Identity: a terrifying mix of how you see yourself and how other people see you. Everything you remember as being a prominent part of yourself, and, to a large extent, everything you are seen doing, or understood to have done. It’s your professed values, your internal values, something of the values other people think you have. Your emotional composition, the things you sometimes do to change that. Your favourite clothes, music, movies. Your physical health, what you feel about your physical health. It’s all that stuff to do with you. But really, when you think about you, how can you think without considering the world around you, the people around you, and your place in it.
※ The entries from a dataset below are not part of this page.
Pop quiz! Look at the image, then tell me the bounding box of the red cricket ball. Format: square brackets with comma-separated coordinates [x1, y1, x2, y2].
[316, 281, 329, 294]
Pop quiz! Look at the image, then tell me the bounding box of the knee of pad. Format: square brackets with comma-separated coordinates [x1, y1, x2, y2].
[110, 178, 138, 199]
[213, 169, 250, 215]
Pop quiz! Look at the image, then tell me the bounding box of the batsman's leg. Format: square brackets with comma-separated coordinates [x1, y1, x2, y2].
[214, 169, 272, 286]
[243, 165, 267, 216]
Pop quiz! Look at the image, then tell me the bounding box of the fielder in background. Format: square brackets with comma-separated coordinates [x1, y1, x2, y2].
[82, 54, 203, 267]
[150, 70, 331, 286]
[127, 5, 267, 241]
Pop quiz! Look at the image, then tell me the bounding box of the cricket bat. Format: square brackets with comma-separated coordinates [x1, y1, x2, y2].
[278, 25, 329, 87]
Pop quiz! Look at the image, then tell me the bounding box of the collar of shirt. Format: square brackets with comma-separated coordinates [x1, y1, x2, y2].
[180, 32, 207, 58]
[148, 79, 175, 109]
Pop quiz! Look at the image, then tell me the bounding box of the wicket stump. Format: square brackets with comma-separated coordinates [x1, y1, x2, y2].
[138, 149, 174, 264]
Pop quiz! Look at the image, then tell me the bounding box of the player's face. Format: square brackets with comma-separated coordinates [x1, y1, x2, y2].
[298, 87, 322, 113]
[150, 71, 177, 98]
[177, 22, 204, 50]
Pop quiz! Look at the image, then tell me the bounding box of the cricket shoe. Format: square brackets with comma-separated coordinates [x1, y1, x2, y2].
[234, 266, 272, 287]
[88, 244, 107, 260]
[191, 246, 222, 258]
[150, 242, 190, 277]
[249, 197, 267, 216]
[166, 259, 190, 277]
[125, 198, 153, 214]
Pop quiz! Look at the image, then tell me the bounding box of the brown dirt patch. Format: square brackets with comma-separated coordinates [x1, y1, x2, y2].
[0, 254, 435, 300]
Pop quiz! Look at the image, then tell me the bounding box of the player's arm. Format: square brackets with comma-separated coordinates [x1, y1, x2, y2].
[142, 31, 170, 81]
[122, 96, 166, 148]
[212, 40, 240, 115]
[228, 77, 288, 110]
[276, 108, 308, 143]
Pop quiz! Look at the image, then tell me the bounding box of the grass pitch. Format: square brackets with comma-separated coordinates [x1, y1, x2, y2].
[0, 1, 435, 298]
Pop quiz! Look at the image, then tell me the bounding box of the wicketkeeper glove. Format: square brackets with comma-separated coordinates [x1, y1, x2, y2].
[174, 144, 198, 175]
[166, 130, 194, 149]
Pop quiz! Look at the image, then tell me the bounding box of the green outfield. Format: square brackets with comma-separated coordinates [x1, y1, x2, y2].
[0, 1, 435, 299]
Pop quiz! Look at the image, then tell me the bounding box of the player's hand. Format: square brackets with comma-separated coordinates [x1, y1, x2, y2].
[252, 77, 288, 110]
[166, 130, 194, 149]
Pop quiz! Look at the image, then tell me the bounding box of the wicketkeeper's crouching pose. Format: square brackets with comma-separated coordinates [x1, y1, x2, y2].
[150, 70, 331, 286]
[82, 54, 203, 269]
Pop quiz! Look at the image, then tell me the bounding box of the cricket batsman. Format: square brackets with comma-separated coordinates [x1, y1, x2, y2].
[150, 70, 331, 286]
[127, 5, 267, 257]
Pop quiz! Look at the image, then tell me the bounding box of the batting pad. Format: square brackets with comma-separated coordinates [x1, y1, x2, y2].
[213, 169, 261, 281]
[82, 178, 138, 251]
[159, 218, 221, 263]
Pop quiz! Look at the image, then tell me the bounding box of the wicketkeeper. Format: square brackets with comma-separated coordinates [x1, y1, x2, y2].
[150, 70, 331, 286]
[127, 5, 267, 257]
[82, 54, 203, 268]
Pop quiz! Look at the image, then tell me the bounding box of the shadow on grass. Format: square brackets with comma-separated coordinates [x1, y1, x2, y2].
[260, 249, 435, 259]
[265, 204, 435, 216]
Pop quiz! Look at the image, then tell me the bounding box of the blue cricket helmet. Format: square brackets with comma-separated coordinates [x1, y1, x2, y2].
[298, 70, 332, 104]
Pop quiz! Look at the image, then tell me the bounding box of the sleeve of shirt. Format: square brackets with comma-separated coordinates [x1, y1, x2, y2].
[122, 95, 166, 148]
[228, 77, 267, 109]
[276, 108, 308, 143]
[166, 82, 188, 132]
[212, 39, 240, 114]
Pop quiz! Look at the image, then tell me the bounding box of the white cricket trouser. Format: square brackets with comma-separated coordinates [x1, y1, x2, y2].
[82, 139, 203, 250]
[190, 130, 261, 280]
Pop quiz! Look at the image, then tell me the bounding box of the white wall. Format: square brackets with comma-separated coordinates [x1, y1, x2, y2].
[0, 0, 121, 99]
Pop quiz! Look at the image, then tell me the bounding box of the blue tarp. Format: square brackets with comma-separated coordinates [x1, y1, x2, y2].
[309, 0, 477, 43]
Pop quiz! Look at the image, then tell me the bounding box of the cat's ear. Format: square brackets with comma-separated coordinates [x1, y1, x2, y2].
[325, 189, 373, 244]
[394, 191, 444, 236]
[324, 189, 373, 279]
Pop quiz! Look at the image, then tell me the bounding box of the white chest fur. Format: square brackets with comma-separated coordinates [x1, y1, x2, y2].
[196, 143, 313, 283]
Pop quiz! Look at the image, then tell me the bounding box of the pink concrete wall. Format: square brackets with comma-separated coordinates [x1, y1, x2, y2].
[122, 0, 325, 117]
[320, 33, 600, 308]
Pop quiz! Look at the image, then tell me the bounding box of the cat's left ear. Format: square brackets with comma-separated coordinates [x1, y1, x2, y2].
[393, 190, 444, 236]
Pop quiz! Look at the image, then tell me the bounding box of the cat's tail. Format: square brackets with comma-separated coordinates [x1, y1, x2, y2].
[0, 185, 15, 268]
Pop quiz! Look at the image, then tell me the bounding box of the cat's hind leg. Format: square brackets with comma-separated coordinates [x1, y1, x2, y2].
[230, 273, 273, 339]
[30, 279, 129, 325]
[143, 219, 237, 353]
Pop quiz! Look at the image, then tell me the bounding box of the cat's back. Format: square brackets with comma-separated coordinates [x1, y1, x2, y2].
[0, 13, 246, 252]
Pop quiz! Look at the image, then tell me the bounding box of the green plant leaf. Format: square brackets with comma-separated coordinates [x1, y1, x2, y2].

I guess I’m saying identity is the changing nature of the place in which you put yourself, or find yourself in the world. You and your surroundings are separate and yet inseparable. Different parts of the same connected scheme. A big flowing interconnected entity. And that’s not even getting spiritual.

Mental Health: the extent to which you are publicly viewed as being normal or sane. Mass and community reactions to your behaviours and tendencies. Basically responses to your identity that my go on to form part of your identity.

Your own sense of emotional composition, stability, your ability to express or restrain yourself. The feelings that force themselves into your perception, the thoughts that repeat in your head. The sounds, smells, sights, textures you encounter through your own particular means to engage with them. It’s everything your mind does in response to what you physically, biologically, chemically encounter. And it’s the way you reason through all that, or don’t.

And, in a slightly different context, the biological integrity of your brain and sensory functions. Fewer people will have a substantially damaged brain, whereas all people have physically different brains, biologically, scientifically different brains and minds. That includes different sensory capacities, emotional tendencies. Difference on its own isn’t grounds for disability. Difference rejected by society will cause disability.

That’s one of the major misunderstandings about mental health. Depression and like disorders are built from experiences, encouraged by genetic predispositions. They aren’t mysterious imbalances of the humours (cheers Galen) they are built from profound trauma or joy or endless streams of emotional demands. And they can become accidentally entrenched in the way someone thinks about themselves in relation to the world, self-propagating, remaking beyond the point at which they’re at all healthy.

This is what I think anyway. I’m certainly no great source of knowledge on the matter. Just someone who thinks about stuff a lot. You decide whether any of this thinking helps you. And check out that bench in Loughton if you can, the view really is special. The Gardeners’ is fine too.